Spielberg had turned the walls of his motel room into a collage of maps—an early form of storyboarding—highly conducive to a well-controlled shoot that depended crucially upon real-world geography. This ultimate scene, however, could not be controlled at all. A half-dozen cameras were set up for coverage of the truck's death ride, which could only be filmed once. By unbelievable fortune, a single camera operator captured the entire fall in one take; by even more unbelievable fortune, the hulk bounces, reemerging from the obscuring dust one last time before settling.
Spielberg, possibly made insane by the rigors of the shoot, added a dinosaur roar. Metallic as it is monstrous, Goddamn but it works.
I'm fond of tweaking the noses of anyone bored enough to read these things—you may have heard me claim that Duel is its maker's finest work.

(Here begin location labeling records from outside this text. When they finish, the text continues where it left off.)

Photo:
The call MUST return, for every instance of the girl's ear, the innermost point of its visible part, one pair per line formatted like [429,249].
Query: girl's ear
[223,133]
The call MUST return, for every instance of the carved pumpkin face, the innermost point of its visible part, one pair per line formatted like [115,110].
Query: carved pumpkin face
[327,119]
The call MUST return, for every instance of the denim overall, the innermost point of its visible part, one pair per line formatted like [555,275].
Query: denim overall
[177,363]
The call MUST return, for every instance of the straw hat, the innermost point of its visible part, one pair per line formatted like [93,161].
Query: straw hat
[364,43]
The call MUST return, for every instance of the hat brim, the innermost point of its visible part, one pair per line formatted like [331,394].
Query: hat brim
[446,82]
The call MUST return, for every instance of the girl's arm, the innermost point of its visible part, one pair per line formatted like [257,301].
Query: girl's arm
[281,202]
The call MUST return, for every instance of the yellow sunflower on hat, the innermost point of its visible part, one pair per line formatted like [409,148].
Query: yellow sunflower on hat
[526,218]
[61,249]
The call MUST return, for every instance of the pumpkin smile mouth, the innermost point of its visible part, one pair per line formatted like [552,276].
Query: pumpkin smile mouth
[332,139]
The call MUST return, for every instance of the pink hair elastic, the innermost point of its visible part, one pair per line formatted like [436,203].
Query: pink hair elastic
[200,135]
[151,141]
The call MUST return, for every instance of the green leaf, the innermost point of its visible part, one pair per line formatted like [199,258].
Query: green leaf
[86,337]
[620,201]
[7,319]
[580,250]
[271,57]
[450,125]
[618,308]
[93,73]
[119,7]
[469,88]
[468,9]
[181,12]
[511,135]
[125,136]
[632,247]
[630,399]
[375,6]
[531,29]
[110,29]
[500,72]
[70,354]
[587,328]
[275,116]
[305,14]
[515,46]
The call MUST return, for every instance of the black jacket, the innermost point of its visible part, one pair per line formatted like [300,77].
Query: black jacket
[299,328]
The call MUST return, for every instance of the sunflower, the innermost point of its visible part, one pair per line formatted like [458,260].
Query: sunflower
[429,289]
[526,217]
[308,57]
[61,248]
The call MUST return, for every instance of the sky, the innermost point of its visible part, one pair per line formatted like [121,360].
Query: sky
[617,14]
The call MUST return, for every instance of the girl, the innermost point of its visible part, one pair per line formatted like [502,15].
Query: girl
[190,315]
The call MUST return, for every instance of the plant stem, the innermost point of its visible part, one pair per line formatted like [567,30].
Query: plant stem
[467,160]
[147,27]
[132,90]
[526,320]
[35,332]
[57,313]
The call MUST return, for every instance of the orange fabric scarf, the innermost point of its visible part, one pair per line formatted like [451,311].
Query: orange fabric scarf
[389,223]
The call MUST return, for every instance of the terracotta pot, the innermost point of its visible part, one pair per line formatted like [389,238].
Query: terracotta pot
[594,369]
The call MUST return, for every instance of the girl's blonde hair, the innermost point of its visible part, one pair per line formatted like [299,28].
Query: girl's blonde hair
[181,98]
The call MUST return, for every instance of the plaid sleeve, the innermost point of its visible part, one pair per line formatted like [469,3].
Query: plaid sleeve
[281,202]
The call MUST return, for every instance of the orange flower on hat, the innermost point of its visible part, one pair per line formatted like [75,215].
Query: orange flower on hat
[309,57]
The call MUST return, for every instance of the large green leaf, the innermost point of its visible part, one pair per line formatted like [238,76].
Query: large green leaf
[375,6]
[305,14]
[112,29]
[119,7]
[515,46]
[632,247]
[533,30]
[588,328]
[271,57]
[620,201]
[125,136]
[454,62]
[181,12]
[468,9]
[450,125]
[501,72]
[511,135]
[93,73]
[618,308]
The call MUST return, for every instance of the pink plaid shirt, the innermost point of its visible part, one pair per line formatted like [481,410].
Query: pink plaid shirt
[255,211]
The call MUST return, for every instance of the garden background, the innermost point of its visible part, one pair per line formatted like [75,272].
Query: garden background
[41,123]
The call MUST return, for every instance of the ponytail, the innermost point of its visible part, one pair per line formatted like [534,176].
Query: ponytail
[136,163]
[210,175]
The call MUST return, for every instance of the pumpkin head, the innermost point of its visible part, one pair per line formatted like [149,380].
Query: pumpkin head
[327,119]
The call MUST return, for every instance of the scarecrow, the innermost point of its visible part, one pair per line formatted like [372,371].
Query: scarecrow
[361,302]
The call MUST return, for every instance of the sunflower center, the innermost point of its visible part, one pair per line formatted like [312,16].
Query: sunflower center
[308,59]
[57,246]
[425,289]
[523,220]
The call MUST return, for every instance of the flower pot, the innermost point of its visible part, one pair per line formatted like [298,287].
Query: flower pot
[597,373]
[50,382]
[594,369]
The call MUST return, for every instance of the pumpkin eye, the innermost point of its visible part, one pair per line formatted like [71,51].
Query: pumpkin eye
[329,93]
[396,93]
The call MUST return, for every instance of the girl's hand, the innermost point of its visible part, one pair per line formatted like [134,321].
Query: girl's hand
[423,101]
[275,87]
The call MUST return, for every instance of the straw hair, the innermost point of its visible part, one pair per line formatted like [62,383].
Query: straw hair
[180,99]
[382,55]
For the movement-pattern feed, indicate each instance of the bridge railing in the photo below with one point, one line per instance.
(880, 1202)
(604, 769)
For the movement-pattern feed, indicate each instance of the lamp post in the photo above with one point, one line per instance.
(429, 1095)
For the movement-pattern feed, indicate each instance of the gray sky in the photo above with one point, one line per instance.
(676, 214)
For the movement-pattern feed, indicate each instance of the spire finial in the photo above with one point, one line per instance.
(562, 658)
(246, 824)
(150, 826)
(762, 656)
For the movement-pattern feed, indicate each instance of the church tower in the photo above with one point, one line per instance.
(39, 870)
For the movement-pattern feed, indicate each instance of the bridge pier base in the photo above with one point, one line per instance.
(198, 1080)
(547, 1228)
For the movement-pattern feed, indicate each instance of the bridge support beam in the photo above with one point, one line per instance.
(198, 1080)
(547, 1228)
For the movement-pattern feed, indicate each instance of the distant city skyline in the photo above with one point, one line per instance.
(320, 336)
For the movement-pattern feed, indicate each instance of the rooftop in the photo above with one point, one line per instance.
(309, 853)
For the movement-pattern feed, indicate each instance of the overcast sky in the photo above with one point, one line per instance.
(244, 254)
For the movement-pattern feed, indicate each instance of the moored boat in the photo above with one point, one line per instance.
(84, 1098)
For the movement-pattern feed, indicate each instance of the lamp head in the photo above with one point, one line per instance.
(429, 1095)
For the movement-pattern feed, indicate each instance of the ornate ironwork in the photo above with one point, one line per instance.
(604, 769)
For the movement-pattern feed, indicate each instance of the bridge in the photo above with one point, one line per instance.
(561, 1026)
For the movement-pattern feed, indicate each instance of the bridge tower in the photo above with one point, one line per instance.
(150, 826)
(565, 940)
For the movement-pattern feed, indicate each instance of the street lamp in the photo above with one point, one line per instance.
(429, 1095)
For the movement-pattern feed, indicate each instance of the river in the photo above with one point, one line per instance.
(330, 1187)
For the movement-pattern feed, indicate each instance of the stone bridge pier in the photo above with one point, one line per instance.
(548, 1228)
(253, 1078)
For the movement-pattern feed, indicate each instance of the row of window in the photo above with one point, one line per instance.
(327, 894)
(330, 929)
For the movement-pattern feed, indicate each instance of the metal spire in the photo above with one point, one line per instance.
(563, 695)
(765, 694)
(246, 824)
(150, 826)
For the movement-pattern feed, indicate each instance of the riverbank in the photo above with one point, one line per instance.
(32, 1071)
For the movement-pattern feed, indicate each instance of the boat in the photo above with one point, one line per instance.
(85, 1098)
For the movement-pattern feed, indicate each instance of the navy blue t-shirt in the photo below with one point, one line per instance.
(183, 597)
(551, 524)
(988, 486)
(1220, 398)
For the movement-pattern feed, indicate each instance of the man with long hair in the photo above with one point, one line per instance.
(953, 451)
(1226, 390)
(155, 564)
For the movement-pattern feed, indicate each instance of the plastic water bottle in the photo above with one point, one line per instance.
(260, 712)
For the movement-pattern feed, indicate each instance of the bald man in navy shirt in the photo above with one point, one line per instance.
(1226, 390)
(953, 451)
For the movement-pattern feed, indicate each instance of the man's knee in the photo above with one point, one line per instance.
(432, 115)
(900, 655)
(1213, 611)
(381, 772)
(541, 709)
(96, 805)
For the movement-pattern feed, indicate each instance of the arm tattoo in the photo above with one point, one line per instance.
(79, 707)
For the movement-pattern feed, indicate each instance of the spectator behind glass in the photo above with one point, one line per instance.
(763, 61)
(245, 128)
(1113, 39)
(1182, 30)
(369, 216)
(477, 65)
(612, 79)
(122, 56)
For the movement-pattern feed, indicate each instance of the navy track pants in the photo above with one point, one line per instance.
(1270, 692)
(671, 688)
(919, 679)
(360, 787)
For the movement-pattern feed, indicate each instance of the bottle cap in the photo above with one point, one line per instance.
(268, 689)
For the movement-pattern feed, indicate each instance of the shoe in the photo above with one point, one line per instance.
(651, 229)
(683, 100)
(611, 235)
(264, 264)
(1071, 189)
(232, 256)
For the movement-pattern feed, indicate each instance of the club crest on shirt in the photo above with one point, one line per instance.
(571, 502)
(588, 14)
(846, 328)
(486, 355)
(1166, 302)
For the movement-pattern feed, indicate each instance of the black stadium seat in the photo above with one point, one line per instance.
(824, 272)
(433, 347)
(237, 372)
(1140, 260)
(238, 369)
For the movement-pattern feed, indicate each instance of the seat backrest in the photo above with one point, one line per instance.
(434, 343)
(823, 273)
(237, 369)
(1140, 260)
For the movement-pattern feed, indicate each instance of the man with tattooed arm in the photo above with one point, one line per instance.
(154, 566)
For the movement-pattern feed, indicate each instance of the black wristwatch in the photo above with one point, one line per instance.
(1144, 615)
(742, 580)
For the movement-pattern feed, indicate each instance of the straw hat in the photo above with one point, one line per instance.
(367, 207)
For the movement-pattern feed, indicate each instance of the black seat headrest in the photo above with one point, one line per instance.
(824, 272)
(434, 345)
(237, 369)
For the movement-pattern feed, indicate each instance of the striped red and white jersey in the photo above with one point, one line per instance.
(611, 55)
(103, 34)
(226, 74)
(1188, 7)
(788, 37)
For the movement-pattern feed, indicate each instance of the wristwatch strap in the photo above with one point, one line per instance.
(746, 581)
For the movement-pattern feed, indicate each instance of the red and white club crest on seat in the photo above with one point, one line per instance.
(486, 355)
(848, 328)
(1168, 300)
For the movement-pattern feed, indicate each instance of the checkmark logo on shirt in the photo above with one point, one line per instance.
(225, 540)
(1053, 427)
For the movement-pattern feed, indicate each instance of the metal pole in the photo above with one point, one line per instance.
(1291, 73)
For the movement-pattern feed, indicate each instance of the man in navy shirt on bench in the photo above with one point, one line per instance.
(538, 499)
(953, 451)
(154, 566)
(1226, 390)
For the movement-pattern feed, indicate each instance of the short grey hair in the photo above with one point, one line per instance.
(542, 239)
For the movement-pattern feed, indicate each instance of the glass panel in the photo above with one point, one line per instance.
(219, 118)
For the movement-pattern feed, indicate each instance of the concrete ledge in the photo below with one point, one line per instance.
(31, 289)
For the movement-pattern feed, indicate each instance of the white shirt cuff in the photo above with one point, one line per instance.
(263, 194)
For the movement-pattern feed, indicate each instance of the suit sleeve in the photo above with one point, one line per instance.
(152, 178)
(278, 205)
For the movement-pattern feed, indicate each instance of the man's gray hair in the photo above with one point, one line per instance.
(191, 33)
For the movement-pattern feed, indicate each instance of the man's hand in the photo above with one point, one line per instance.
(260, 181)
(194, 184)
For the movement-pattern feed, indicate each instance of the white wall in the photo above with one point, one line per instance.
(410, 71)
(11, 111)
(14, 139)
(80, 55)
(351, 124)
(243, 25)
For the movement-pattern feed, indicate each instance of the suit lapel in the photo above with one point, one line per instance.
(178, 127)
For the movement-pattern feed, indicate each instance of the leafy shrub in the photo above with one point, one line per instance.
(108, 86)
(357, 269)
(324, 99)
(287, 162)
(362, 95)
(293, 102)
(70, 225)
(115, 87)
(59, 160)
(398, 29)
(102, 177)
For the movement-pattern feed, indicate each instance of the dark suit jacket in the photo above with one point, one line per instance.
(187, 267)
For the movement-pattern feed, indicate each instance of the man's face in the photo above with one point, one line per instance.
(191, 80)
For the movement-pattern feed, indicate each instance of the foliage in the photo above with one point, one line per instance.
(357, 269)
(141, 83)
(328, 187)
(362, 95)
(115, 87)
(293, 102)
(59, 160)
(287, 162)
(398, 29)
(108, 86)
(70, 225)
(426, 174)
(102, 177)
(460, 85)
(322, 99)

This is intellectually dishonest (I haven't seen his entire filmography), and it also reveals how much I enjoy the taste of both my own feet (sometimes I forget that actual human hands had something to do with a certain trilogy that might as well be divinely-inspired). Let's dial back the hyperbole, but not too much. Duel represents an unalloyed triumph: Spielberg practically invented the blockbuster; he has spent billions to make billions; we can still say that one of his best films was also his smallest.